Making a counter for each word's occurrences in a string

By looking at this method below, I couldn’t understand a few things.
Let me list the method first!

  1. def count_frequency(word_list)
  2. counts = Hash.new(0)
  3. for word in word_list
  4. counts[word] += 1
    
  5. end
  6. counts
  7. end

p count_frequency([“sparky”, “the”, “cat”, “sat”, “on”, “the”, “mat”])

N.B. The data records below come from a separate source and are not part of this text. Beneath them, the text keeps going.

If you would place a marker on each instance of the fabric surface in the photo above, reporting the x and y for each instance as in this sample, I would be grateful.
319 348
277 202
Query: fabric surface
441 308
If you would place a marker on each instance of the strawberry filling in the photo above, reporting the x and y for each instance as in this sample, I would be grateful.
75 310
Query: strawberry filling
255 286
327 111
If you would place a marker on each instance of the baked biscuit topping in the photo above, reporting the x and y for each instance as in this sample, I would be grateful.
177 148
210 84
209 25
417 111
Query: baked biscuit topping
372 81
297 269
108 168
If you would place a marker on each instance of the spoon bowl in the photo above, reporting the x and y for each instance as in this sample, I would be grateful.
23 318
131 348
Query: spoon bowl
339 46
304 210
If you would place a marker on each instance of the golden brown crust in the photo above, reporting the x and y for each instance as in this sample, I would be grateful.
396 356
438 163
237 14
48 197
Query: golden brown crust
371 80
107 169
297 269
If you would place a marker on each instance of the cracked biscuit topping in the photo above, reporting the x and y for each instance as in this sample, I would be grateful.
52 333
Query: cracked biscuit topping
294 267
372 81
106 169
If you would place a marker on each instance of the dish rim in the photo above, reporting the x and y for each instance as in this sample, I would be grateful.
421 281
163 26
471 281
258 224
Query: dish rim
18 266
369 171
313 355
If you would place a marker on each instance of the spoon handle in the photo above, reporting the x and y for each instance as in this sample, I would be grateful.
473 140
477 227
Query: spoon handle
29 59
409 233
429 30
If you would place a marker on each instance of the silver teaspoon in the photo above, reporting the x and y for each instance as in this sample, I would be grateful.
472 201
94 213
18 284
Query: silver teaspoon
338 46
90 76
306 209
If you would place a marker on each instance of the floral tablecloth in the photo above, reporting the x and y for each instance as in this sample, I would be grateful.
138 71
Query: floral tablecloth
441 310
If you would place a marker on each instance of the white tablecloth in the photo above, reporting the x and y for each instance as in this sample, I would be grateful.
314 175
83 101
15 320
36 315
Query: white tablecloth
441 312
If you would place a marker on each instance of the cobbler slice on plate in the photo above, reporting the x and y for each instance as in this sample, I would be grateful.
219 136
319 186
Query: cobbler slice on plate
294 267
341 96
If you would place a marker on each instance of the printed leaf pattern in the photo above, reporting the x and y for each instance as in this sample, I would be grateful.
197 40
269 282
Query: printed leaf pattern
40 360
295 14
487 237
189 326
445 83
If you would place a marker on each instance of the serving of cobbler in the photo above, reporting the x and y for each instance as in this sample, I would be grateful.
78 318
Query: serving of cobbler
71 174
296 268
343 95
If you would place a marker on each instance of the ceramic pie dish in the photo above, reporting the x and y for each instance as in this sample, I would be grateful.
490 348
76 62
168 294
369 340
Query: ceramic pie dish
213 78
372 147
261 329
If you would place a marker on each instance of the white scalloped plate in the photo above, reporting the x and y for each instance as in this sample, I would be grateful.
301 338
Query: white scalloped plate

that code above produces {“sparky” => 1, “the” => 2, “cat”=>1, “on”=>1,
“mat”=>1}

What I don’t understand is that why line 6 is there. OK, like 4, it
seems counts[word] combines to pin point which word and add 1 to the
counter of that word, right? Because I’m confuse how ruby works as it’s
so compact and nice, and under the hood I have no idea. So line 2 is to
create an empty hash with 0 item and deposits as counts (object)? Using
for loop to go through each word in word_list, adding 1 to counts[word],
but I thought counts[word] produces a position of a word and not a
counter. OK, you can say I’m completely confused about the whole code
above.

Help?

Thanks in advance.

Ben B. wrote:

By looking at this method below, I couldn’t understand a few things.
Let me list the method first!

  1. def count_frequency(word_list)
  2. counts = Hash.new(0)
  3. for word in word_list
  4. counts[word] += 1
    
  5. end
  6. counts
  7. end

p count_frequency([“sparky”, “the”, “cat”, “sat”, “on”, “the”, “mat”])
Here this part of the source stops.